Nowhere is this more apparent than a later Elimination Race in Paris (GRID 2 still features plenty of ways to play. Racing on tracks, countryside or streets are here, as are challenges such as the drift challenge). I don’t feel that it’s remiss to draw comparisons to Destruction Derby as, truthfully, that’s what the proceedings felt like.
Big moving hunks of metal all wrestling for room, coughing up plumes of choking smoke as they squash each other into barriers and corners causing wing mirrors, doors and bumpers to detach as if connected with blue-tac, while frameworks buckle with the apparent stability of cardboard. Racing in GRID 2 is an intimate and intoxicating affair – a feeling enhanced through the loud car sounds and lack of outside audio stimuli, such as music. It’s largely telling of my playstyle, I suppose, but I soon found myself having to compensate for a dicky front left wheel with a ample counter-steer. It wasn’t long before the tire blew completely and I found myself struggling on any left turn, of which there were a lot. By the end of this manic and aggressive race my car would be more accurately described as a mess with two wheels; GRID 2 is brilliant.
To anyone that’s played the game’s predecessor, GRID, this scene will sound familiar and from this preview build the following appears to ring true – GRID 2 is largely a creature of refinement and polish. The damage engine is superior, the cars feel heavier, and the Flashback system (a way to rewind time and correct mistakes) is every bit as instantaneous as the many copy cat systems that have appeared in the first GRID’s wake.
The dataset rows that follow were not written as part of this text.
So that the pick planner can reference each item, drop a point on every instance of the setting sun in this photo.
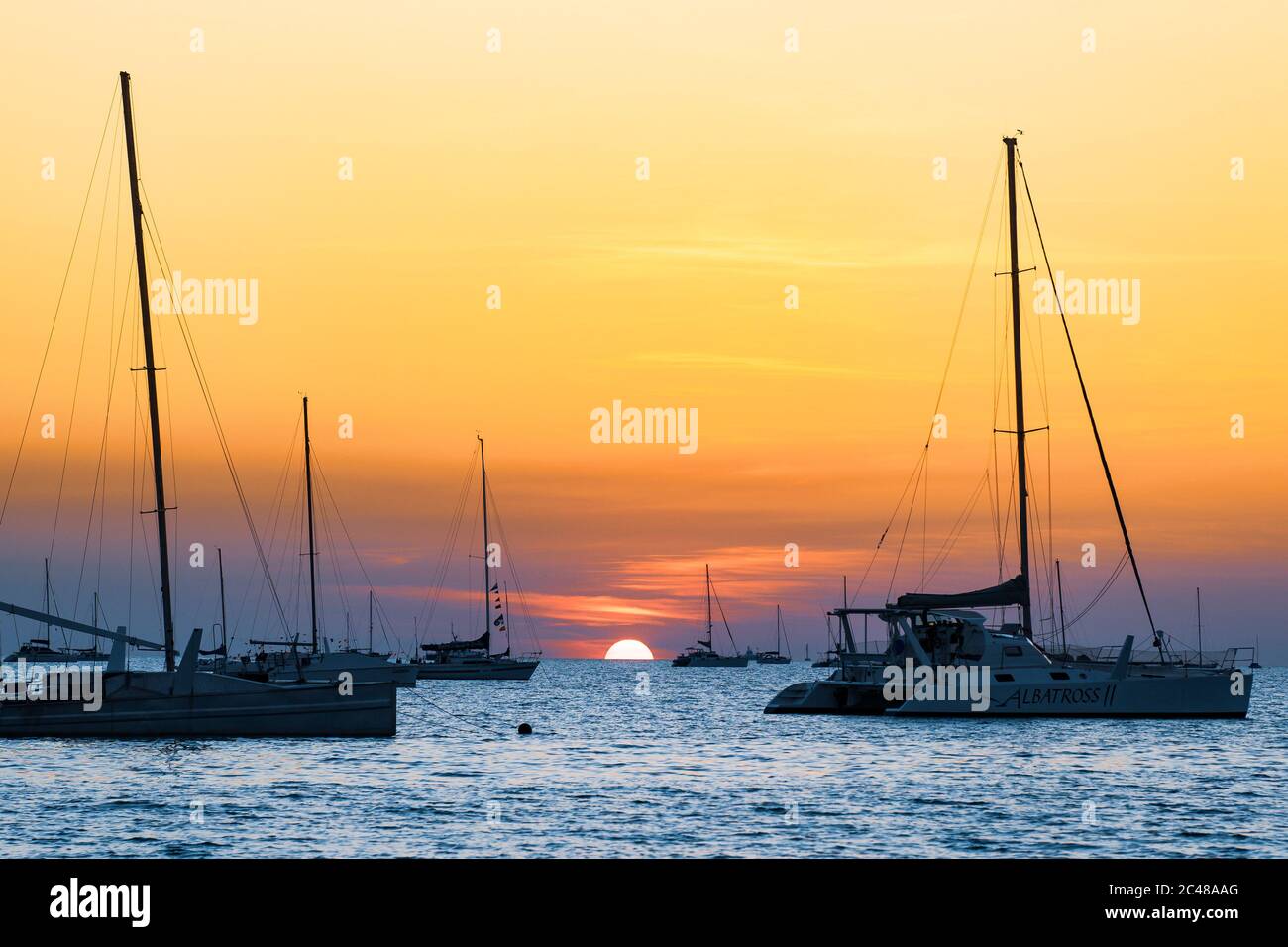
(629, 650)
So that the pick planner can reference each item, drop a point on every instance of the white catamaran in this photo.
(941, 659)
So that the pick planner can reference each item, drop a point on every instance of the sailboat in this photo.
(777, 656)
(938, 643)
(284, 663)
(39, 650)
(704, 655)
(179, 701)
(473, 659)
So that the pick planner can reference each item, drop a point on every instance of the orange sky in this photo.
(768, 169)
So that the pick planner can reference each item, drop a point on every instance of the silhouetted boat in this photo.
(776, 656)
(936, 643)
(181, 701)
(704, 654)
(473, 659)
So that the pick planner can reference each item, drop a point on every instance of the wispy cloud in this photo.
(717, 361)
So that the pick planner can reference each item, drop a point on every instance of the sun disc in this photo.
(629, 650)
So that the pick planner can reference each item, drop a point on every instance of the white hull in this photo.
(1207, 696)
(143, 703)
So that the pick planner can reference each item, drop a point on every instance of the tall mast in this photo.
(1198, 605)
(487, 569)
(709, 635)
(308, 491)
(1021, 463)
(151, 371)
(223, 608)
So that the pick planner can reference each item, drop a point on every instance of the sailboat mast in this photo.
(487, 569)
(709, 635)
(308, 492)
(151, 371)
(1021, 466)
(223, 607)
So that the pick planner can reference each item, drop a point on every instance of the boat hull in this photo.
(488, 671)
(684, 661)
(141, 705)
(1196, 696)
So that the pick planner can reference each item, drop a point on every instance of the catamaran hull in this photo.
(500, 671)
(140, 705)
(1198, 696)
(326, 667)
(683, 661)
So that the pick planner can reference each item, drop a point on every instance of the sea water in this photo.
(642, 759)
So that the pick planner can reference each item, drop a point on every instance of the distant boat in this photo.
(938, 643)
(320, 663)
(473, 660)
(39, 650)
(704, 655)
(183, 701)
(776, 656)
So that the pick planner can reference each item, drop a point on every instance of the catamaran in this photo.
(939, 643)
(704, 654)
(181, 701)
(473, 659)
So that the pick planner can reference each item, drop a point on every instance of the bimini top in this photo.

GRID 2 does have one trick that is very new, however, and that is its Live Route system. This is essentially a dynamic track that is set within one of the game’s existing cities, with the game actively changing the route on the fly as the race goes on. On paper it sounds like a good idea, and in practice it’s even better.
It took me a few attempts to land first place on the races and challenges present in my taster of GRID 2 and, as I’m sure you’ve done with racers in your time, winning became easier as I learned the ebb and flow of each track. Live Route represents Codemasters looking at you, cocking a smile and shaking their collective, metaphorical head – that isn’t going to work here sunshine.
I misjudged, I assumed, I panicked and I crashed. Live Route tested my ability to read a route in front of me and react accordingly, presenting itself as a greater and more pure examination of my racing prowess over typical mastery earned through memorisation. I largely failed.
But I had a lot of fun with it. Partly due to GRID 2’s massive, delightful cars, and partly because I enjoyed not knowing when a left turn was definitely coming up, it felt spontaneous. I enjoyed being forced to react on a pinhead, and I can imagine that when taken online it is this mode that will ensure that GRID 2 retains a unique appeal, simply because it’s harder to master something you can’t perfectly predict.
I don’t necessarily gel with the presentation or the characters – imagine Tony Hawks Underground presented by a stable of invisible, soulless, suit wearing investors and you’re somewhere near the style – but I can totally get behind GRID 2’s racing because it’s brilliant. In truth the characters are unimportant; the souls are in the cars. So while I tend to prefer it when my racers are having a bit more fun with their style, GRID 2’s intense racing and its cars, with their handling, damage, and powerful presence, somehow makes every other racer feel a little pathetic in comparison. And in a racing game, isn’t that what will win out in the end?